Over the years, Quezada has been a principal violist with orchestras in each city.
He conducts the Orquestra Sinfónica of the Universidad de Ciudad Juárez and teaches viola at the El Paso Conservatory of Music. He earned a bachelor’s in music education and a master’s in viola performance from UTEP.
“Tchaikovsky’s ‘Nutcracker’ is not an easy score to perform,” Katz said. “It will be a great chance for our dancers to experience the rhythms of a live orchestra.”
This season started with an unprecedented turnout for auditions, and some 90 local students and adults were selected. Two Cuba-born guest artists from Florida will join them as the Nutcracker and Cavalier Prince.
More than 150 costumes had to be sewn from scratch or tailored to fit the cast, which runs from 7-year-old mice to parents at the Christmas Eve party.
For the first time, a fog machine will add extra magic, making the little angels look as if they were dancing on clouds.
This year’s Clara, one of classical ballet’s most coveted roles for girls, will be Claire Ancell, 12-year-old daughter of Michael Ancell and Chantal Crews. Claire, who has been taking ballet classes for six years, worked her way up to Clara, after being a mouse, a soldier doll and a Chinese dancer.
“To watch ‘The Nutcracker’ and be able to soak in the music is very special,” she said. “We hope people will appreciate the hard work we put in to make the production great for the audience.”

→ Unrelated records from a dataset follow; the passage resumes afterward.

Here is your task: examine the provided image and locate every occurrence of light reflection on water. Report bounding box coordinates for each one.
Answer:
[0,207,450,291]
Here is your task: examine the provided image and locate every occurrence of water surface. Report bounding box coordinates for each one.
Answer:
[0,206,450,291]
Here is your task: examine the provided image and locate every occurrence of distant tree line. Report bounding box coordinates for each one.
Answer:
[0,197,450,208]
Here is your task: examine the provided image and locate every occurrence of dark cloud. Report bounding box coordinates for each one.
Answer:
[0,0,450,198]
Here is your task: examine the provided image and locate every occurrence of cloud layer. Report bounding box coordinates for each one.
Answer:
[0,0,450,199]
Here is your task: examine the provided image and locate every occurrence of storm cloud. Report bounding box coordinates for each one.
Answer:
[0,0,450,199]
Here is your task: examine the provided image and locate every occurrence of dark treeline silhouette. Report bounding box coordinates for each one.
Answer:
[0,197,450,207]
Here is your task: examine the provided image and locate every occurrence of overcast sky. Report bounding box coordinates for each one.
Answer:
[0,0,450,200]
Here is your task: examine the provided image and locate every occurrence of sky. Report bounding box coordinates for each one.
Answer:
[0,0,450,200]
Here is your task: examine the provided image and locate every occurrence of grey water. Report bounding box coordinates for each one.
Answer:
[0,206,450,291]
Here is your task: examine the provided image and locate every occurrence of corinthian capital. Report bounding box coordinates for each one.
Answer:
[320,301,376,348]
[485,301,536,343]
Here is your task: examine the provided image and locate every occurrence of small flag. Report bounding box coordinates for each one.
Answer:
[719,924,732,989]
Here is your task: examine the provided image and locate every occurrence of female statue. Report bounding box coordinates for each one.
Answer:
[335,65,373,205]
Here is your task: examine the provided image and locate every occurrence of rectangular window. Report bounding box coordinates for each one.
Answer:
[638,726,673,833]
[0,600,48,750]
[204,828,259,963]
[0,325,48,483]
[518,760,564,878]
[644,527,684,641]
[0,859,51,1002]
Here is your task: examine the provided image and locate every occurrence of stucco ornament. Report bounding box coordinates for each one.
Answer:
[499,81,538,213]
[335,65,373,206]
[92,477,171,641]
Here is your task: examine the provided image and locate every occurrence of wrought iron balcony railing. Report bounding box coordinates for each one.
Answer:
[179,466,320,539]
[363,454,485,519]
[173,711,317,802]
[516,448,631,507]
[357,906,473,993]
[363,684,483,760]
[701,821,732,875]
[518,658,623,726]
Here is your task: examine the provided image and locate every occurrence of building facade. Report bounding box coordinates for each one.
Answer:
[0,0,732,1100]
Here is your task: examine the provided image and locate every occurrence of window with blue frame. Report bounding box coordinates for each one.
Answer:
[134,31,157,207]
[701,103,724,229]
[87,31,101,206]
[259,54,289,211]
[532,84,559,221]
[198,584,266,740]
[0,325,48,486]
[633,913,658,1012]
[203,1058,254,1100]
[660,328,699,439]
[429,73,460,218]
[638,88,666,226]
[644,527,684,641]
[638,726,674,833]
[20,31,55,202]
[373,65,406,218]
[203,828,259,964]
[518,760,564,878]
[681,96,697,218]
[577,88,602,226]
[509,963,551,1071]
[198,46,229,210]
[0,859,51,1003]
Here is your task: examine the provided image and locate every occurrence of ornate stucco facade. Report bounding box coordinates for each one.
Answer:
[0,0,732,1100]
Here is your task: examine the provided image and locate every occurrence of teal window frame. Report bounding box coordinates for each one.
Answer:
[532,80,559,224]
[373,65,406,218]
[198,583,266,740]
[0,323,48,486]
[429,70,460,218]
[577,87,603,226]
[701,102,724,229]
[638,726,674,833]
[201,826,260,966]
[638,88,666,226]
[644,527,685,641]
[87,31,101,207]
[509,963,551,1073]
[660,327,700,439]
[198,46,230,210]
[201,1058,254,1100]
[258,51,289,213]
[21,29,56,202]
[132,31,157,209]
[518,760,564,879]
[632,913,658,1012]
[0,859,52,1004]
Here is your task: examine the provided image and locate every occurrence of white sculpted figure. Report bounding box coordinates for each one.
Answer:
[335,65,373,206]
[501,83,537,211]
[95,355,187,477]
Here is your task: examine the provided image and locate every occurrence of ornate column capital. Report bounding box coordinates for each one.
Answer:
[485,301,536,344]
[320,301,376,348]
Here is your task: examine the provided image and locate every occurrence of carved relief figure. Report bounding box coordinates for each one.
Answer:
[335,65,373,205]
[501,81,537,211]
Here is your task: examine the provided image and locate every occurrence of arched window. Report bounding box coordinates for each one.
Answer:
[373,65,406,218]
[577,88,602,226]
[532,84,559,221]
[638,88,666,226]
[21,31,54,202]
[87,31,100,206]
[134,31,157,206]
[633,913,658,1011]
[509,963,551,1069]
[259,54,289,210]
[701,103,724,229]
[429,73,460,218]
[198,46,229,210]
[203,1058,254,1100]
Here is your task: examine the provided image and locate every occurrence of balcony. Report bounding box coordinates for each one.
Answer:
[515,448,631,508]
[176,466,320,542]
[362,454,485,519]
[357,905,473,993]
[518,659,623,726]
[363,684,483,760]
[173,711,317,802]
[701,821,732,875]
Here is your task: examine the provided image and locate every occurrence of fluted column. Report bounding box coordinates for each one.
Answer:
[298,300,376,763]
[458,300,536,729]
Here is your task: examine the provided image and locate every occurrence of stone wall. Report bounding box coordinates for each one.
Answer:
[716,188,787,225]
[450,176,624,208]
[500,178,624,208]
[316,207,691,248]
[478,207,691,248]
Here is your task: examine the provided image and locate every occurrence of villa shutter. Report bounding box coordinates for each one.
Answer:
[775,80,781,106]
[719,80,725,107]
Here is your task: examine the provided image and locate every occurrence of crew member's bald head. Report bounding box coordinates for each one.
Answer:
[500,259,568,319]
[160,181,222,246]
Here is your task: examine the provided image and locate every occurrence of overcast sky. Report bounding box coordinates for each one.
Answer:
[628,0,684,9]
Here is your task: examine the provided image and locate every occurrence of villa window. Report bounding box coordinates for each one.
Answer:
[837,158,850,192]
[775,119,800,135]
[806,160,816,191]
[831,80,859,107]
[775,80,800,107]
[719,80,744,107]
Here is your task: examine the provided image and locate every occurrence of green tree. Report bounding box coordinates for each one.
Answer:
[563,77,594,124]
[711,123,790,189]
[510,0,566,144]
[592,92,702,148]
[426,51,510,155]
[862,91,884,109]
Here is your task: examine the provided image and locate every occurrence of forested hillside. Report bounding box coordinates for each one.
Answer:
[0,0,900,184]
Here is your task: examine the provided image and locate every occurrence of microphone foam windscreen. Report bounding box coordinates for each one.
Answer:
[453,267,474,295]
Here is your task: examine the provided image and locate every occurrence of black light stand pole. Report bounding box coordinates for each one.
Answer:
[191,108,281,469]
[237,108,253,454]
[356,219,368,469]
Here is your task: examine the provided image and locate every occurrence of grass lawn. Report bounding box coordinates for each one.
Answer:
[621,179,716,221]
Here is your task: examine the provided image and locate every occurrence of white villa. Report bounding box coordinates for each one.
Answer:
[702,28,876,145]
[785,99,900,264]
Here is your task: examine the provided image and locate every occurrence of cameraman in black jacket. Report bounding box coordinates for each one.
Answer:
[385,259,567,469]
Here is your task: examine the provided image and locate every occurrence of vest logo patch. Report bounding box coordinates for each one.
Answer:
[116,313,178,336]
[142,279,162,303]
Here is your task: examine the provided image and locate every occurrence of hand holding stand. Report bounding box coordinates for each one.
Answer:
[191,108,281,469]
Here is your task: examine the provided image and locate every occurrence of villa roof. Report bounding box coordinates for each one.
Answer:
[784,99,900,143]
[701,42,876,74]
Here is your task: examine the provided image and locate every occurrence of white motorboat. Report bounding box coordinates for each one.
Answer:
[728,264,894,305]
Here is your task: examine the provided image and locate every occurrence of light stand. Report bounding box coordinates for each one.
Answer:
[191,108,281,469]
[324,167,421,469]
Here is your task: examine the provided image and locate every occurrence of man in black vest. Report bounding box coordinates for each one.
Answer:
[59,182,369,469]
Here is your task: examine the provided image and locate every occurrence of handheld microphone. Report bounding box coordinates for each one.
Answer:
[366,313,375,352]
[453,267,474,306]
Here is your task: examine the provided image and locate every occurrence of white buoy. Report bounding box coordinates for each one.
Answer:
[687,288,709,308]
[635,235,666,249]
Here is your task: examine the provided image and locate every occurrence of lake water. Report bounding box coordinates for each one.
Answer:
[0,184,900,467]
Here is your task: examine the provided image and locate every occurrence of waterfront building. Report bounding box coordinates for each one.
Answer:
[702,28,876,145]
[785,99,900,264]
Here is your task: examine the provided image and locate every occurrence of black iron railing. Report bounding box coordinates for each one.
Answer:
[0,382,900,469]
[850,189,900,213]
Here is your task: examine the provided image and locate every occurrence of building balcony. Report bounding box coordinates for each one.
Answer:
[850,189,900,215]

Claire remembers very well the first time she saw “The Nutcracker” – it was on television with Mikhail Baryshnikov. Her favorite part was the Dance of the Sugar Plum Fairy. Leslie Lopez, a longtime ballet theater member and popular ballet instructor, will again assume that role this weekend.
Educational outreach is a key part of the organization’s mission.
“We’re exposing children to the arts to inspire them and ignite that spark,” Katz said.
Some 4,500 students from four school districts, private schools and home school groups will fill the four school-day performances of “The Nutcracker.”
Each year, the organization sends lesson plans to help teachers prepare their kids for the show.
“It’s a fabulous story line, spectacular music, and a theatrical experience with dancers their own ages who they can relate to,” she added.
“They especially like the Mother Ginger scene with children coming out of her hoop skirt.”